Jacqueline M. Pennsylvania

Racial Injustice: See me, for me

Our country is dividing ourselves into groups rather than working together to fix our problems. I do not want to you tolerate me, I want you to accept me, for me.

Dear Future President,

         My name is Jacqueline and as an American teenager, one issue that is very important to me is the racial injustice in our country. As a black child in America, I have experienced many incidences, about one or two a week, of someone outright judging me because of my race and/or saying racist things to me. And I do not think the color of my skin should be a burden on me.

         Being only thirteen years old, I have not experienced much. I live in very good community and it is mostly white. I have a couple black neighbors, but in other parts of my township it is normal for street to have no families of color. I go to one of the top 30 best school districts in country. And my friends and I get angry at our parents for not buying us $200 shoes. I’m very fortunate and thankful for what I have. But what I have learned is the more diversity, the more racism. If I am with my black friends, I hardly ever worry about being mistreated or misjudged. On the other hand, when I am with my white friends, I am always alert and slightly insecure about my race.

          Race is a human created thing. Americans made boxes to check off and names to call people. And I am not saying that we should and can end race. I am saying that race is how we divide each other into groups. And we need to work together to run this country because one person or one race cannot run it alone.

          I see the benefits of the idea of race. If extreme discrimination towards people of color did not exist like it does, and people of color were treated like white people, then there would be no reason to have race. But because there is a clear discrimination and mistreatment of people of color categorizing people is helpful. But conflict occurs when people underrate and do not give people of color the same opportunities. It makes absolutely no sense to make incorrect conclusions based on the color of someone’s skin.

          Take for example, Tamir Rice, the 12 year old boy who was shot by the Cleveland police back in 2014. He, a young kid, was shot while just playing around in the park. Someone called the police and they even said on the call that they thought it was a toy gun, but somehow the police ended up this unarmed child. Am I supposed to afraid of going to the park? Am I supposed to fear the police, the men and women who are supposed to be protecting me? How are parents supposed to explain to their young black child that they should follow everything a police officer says without question, at the age of ten?

           What is happening in our country is not okay. I should not have to go out with my friends and have all us clutch our purses when we pass a black man. Americans have ingrained in our heads that to protect ourselves we have to judge everyone. But if we just took the time to know people we would not judge so quickly. I know it is impossible to talk to every person we pass by, but we can try to be more open minded.

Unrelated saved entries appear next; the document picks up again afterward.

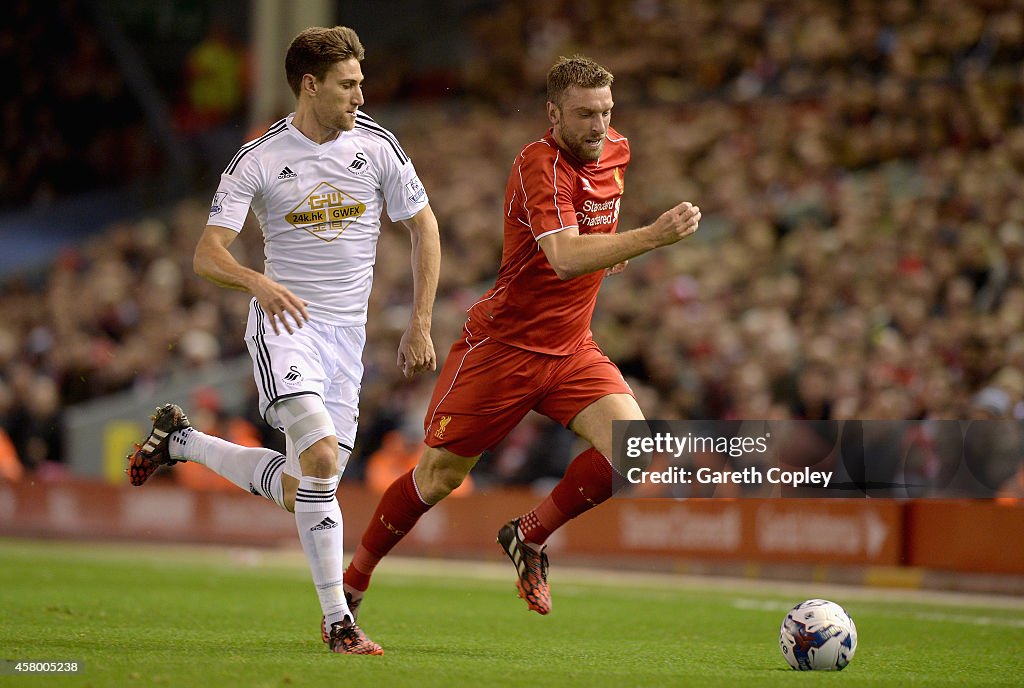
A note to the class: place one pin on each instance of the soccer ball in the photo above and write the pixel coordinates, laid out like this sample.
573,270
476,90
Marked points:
818,635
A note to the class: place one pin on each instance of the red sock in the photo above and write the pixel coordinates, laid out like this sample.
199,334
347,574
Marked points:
398,510
587,483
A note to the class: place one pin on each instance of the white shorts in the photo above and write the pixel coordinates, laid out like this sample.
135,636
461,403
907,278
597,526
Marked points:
325,360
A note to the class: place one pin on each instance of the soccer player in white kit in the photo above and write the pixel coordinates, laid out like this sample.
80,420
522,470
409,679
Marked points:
317,181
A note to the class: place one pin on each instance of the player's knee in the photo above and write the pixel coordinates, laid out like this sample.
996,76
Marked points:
437,475
321,460
289,486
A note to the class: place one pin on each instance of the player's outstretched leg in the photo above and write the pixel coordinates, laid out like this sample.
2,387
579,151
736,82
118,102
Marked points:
153,452
347,638
530,565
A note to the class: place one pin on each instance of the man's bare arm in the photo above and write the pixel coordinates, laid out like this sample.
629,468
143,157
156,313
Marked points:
572,254
416,352
214,262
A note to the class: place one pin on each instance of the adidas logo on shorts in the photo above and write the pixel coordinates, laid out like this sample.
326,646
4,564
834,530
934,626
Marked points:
326,524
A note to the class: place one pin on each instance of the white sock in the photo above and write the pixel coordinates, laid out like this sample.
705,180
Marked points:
254,469
317,517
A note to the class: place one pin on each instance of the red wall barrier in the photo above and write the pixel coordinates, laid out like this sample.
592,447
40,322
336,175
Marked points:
958,535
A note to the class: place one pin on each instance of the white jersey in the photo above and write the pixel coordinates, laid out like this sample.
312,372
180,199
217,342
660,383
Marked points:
320,209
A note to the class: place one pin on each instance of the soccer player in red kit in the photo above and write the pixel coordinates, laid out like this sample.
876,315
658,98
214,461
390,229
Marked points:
526,344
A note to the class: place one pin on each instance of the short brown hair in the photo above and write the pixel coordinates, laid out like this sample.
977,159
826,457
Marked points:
316,49
576,71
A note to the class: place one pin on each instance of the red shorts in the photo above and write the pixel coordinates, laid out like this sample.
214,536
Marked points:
486,387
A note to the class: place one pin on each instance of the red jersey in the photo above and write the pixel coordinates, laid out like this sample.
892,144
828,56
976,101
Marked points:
549,191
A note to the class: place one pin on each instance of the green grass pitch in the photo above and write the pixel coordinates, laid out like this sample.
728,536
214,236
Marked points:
177,616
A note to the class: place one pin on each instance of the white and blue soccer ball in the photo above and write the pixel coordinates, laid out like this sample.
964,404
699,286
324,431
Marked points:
818,635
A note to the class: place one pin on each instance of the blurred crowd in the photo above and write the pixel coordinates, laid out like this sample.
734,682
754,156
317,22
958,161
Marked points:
859,167
69,122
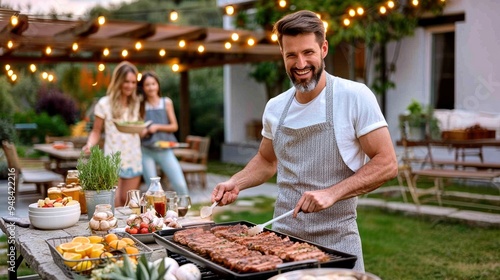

           What I want for you to understand, Mr. or Madame President, is that our country needs help. We do not need tolerance. I do not need or want you to tolerate me. America needs a systematic change. America needs to accept me for me. We have to get it in our heads that color does not change me or you. Imagine if you were black or a different race. What would happen if someone would not talk to you or sit with you or touch you because your skin was a different color. Crazy, right? We all want for people to see us for see us, not only our skin color. I want you to see me and see that my life matters just as much as my White, Hispanic, Asian, Black, Aboriginal, Mixed, Native American, or whatever race they identify as, friends or peers. I want be accepted for me and only me. I want go out on the street and walk down the street and not clutch my purse.

          It’s clear that race has four letters but so do love and hope and I want better for the next generation and the generation after that. I want my grandchildren not to be afraid of the police and to be able to walk into their advanced math class and see a face that looks like theirs. And I want my grandchildren to be proud of what is inside of them and not worry what is on the outside. And I want my grandchildren to not have to defend the color of their skin like I have to do everyday of my life. The only way for us to do that is to work together to fix this systematic fear of someone who doesn’t look like you. Is that too much to ask for?


                                                                                                                                                               Jacqueline M.